We commissioned a ground-breaking survey into public attitudes to psychosis, to understand the level of public awareness and knowledge about psychosis, the kinds of behaviours which would prompt people to seek help – and where Londoners might turn.
We developed the idea of a ‘psychosis-aware London’ as the organising principle to drive the digital campaign, encompassing mental health staff, GPs and other professionals – alongside local organisations, communities, friends and families.
A digital campaign was developed to reach front-line staff in hospitals with credibility and cut-through, with a bespoke website to provide information and support for professionals and public alike.
It contains a wealth of resources section is key, with strong use of videos, including an animation featuring an avatar of Simon Clarke, head of one of the London services. It has an upbeat design and materials to inform, reassure, and inspire.
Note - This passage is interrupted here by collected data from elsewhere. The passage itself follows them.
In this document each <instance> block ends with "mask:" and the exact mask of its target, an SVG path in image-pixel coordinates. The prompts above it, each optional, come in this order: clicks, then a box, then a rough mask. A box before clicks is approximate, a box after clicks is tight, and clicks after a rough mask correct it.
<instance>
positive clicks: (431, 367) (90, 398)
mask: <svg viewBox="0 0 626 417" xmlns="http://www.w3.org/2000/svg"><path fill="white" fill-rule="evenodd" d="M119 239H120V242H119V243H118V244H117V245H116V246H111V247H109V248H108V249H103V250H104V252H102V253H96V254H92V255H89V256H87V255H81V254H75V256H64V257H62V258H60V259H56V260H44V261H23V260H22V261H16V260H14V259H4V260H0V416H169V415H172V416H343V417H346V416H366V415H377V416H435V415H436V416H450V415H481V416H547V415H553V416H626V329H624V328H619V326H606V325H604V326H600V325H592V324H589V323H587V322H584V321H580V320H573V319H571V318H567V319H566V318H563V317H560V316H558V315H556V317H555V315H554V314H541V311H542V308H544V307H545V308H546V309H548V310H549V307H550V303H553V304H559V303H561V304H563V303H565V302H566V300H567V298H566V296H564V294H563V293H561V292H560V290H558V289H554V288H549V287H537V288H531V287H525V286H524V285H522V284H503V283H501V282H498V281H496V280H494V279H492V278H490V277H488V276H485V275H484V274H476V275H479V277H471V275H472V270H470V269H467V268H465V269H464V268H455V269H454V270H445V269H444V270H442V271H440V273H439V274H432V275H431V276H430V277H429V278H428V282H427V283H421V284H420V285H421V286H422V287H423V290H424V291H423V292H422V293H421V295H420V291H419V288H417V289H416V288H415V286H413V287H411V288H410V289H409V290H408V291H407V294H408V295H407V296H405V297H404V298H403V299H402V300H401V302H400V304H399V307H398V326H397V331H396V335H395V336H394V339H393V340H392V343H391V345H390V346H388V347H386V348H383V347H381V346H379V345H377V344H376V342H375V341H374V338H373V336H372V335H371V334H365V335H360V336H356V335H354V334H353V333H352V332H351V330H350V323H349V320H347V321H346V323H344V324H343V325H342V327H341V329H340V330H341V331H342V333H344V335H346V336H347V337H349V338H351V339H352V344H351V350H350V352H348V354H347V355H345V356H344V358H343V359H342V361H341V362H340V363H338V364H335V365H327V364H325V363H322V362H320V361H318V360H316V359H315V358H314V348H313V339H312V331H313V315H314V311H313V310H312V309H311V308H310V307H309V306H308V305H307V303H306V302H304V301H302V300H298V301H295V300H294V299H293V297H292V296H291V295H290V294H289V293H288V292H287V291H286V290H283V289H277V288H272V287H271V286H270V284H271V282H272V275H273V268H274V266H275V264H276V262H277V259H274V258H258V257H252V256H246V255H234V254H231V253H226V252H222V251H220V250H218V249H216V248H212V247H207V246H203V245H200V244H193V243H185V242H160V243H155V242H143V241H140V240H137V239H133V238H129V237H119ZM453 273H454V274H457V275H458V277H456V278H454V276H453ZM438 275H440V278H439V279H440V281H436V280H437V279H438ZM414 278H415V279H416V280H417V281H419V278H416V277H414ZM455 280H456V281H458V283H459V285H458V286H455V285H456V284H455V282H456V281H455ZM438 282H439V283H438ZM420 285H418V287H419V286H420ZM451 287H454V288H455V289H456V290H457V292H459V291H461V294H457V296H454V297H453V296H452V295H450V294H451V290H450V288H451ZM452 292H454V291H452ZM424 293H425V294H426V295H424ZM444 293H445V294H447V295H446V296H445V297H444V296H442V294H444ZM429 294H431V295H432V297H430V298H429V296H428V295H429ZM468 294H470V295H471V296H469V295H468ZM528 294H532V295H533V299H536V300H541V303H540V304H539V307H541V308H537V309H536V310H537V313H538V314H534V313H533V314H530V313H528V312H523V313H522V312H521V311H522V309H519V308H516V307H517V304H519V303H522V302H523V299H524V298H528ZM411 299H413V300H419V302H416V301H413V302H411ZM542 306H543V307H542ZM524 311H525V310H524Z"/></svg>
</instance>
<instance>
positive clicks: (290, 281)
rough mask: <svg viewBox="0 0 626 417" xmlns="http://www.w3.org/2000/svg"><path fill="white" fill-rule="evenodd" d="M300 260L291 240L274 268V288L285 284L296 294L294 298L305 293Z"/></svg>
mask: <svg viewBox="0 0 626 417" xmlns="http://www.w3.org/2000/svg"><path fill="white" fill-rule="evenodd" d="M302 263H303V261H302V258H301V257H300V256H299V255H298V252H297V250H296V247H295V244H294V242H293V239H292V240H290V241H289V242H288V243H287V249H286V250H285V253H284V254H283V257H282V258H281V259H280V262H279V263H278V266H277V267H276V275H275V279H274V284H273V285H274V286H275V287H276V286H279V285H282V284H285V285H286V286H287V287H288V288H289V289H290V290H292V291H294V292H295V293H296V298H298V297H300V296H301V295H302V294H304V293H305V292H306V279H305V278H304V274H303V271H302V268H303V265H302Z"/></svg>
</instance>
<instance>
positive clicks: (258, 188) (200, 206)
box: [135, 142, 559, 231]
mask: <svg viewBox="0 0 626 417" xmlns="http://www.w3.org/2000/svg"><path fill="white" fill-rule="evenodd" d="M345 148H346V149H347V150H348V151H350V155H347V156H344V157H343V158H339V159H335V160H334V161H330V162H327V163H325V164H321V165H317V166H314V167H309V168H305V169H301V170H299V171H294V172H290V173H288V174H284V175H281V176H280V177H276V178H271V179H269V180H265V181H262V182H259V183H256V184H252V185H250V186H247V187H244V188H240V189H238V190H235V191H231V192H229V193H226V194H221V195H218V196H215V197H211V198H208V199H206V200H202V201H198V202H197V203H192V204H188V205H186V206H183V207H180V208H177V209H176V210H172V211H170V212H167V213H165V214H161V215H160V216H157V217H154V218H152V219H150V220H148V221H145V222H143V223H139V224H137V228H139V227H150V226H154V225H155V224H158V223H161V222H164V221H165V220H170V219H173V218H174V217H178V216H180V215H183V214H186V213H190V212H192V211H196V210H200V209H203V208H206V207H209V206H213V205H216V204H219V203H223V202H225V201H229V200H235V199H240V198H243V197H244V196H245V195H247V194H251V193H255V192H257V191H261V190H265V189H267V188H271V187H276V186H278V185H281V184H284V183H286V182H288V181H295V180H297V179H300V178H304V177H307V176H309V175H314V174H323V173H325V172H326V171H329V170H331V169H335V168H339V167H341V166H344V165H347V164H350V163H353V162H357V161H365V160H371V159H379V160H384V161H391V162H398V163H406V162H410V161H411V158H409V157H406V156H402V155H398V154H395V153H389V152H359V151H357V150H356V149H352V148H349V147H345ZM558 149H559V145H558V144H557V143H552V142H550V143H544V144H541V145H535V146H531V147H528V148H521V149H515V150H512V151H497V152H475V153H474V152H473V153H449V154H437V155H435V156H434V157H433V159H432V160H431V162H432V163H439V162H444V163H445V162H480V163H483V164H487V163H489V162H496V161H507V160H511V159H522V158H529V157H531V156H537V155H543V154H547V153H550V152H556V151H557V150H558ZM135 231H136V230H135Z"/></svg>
The navigation routes visitors quickly to the right content for them, and linked to materials for download and print.
A particular need identified was to support GPs to identify and refer for assessment, and Health Education England funded a discrete set element of the programme, with bespoke website content linked to training and development opportunities organised by individual CCGs for their members.
There are also materials for professionals from other sectors, such as those working with young people – as well as information designed for the public. This includes materials for youth groups, education and social media sharing.
Materials were developed and delivered with and through professional networks, for example GP materials were available online to support locally-led training initiatives in an integrated campaign. In delivering this project, we developed a whole approach to reaching 8,000 family doctors in 1,700 practices, who refer patients to 32 different local hospital sites.
As at April 2016, London was rated among the best regions in the country in terms of readiness to implement the new standard.
A key success factor was working effectively across many organisations with multiple stakeholders, and complex clinical and leadership structures.